Southwestern Studio
Introduction
We will be moving from place to place during the quarter and will be studying a variety of cultural settings. It therefore makes less sense to focus in studio upon one site, a fixed program and a formal set of architectural drawings. This quarter you will produce a continuing narrative and visual record of your engagement with the project in your 11"x14" bound studio notebooks.
Purposes
The studio is intended as an educational vehicle for explorations of the design implications of your studies of the histories, cultures, politics, ecological systems and place-making processes of the Southwest. As you record your spatial and architectural thinking about (a) possible Interpretive Center(s), you must respond to the following four questions:
- 1. How do you understand the concept(s) of region in the Southwest and how do you believe that designing should be related to that understanding?
- 2. How should architecture come to terms with the intersecting cultural histories in the Southwest?
- 3. What are the current issues and situations to which architecture is most importantly connected?
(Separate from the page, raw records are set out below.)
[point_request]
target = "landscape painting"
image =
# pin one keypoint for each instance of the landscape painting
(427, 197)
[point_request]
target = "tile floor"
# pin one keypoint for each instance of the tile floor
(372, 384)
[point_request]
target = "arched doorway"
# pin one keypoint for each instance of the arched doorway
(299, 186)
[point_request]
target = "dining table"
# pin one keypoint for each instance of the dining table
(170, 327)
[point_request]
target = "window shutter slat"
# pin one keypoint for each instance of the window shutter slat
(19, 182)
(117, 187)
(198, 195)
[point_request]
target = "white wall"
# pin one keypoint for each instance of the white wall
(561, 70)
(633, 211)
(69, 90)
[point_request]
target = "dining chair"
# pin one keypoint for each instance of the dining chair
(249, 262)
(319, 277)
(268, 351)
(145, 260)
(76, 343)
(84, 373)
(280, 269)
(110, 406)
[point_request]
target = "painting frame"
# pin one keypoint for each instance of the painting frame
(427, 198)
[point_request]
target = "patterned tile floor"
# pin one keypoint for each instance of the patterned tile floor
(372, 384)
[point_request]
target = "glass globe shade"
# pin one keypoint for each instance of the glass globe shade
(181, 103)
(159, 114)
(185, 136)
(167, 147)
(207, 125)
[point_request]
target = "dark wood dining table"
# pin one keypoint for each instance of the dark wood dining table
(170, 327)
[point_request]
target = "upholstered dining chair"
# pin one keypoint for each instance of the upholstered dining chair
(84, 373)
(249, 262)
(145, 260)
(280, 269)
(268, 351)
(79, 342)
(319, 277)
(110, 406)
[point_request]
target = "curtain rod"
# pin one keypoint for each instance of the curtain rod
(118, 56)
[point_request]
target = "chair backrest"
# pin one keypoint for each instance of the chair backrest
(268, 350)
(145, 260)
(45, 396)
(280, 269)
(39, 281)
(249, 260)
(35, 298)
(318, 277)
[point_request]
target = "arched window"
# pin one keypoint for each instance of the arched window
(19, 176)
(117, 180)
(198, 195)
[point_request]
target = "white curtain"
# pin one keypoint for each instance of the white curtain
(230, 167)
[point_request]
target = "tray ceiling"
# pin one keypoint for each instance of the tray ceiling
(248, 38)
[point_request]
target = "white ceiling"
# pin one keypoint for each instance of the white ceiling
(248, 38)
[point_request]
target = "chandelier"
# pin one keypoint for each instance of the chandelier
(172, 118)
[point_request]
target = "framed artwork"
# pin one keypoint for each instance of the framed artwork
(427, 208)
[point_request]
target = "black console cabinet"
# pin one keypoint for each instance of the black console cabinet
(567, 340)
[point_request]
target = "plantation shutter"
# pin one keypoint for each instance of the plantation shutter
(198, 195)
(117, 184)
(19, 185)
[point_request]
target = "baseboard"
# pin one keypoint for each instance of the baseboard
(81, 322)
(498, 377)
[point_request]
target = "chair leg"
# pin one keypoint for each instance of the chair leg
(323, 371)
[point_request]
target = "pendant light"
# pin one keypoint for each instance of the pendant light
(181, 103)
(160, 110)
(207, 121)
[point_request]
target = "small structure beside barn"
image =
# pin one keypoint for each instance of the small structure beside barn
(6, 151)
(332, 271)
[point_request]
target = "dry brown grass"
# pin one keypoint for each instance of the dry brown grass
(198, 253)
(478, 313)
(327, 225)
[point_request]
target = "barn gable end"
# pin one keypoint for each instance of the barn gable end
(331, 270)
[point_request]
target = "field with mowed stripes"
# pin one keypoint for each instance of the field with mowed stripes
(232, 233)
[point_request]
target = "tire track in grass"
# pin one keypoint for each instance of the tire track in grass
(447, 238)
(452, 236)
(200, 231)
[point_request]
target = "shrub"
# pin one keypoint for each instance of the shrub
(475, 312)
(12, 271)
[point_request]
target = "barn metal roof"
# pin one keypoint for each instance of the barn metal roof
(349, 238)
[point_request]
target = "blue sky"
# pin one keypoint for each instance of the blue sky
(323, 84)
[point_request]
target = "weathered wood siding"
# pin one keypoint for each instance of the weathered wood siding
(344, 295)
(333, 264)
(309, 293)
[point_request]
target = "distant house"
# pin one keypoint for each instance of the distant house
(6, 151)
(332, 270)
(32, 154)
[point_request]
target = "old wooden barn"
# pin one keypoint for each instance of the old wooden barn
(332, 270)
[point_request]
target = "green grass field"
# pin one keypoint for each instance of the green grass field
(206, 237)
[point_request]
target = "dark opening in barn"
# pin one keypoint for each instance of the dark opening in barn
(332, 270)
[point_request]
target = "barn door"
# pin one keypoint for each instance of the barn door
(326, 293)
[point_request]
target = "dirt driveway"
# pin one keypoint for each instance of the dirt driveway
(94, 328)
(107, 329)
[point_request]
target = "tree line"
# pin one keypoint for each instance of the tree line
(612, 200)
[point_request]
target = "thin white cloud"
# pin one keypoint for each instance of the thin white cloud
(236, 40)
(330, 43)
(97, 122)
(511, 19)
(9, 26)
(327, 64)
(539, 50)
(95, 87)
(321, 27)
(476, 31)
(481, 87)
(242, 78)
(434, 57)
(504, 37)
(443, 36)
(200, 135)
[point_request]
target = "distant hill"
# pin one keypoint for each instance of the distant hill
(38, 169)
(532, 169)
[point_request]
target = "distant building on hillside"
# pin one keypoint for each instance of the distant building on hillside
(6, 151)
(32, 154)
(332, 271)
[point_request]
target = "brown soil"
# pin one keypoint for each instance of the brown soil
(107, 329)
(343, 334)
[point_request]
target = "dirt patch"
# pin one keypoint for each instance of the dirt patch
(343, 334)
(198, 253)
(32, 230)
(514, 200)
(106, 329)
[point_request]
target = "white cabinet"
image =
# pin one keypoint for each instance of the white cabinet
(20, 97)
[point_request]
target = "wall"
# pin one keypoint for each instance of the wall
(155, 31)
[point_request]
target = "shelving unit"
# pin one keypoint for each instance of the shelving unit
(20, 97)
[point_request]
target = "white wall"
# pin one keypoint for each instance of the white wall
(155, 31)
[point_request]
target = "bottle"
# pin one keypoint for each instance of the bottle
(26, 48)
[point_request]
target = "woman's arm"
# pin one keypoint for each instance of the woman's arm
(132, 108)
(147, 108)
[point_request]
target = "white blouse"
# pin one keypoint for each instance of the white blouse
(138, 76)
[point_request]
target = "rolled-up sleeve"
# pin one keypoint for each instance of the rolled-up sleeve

In what ways is it connected?
- 4. How do you understand the concept of "place"? How should the richest, fullest, most responsible and most equitable place-making occur in the settings of the Southwest?

Project
A Southwest Interpretive Center will have a mix of interior and exterior spaces for contemplation and learning about the various processes that contribute to the character of the region. These spaces may tell stories of the Southwest for a variety of tourists, local residents, children and interested scholars.
The Center will be supported by administrative offices for a Director, Interpreter/Researchers and staff and media persons. They will need office space, records storage, maintenance areas and bathrooms. The public spaces will need workshop support spaces for design, construction and repair of story-telling materials. They will also require bathrooms. The exterior spaces may need workshop and storage areas for landscape maintenance.
If you think it appropriate, the Center can include living and scholarly work accommodation for up to four visiting scholars and their spouses for short periods from two weeks to six months. In this case, some communal gatherings of all scholars, spouses and staff should be possible.
Studio Activities and Communication Requirements
The studio notebook should be available for discussion at all studio class times. Many site visits throughout the quarter will be pertinent to studio questions, as will issues in history, theory and independent studies.
The range of design explorations for the Center will vary but all students must, in their narrative and visual record, communicate thinking about a balance of:
- a. A justified approach or philosophy
- b. Criteria for location(s)
- c. Relationships with characteristics of site(s)
- d. Dealing with stakeholders's (sponsors, users,...) needs
- e. Spatial organization (interior and exterior)
- f. Environmental control (heat/cool, vent, light, sound)
- g. Structure, construction and materials (interior and exterior)
- h. Details and furniture (interior and exterior)
In the summary to your project we should be able to see in the notebook at least three pages dealing with each aspect above and their interpretation in designing.
Final reviews and discussions of notebooks will be June 3, 2009 in the Albuquerque studio. Completed notebooks will be submitted by June 5, 2009 to the instructor.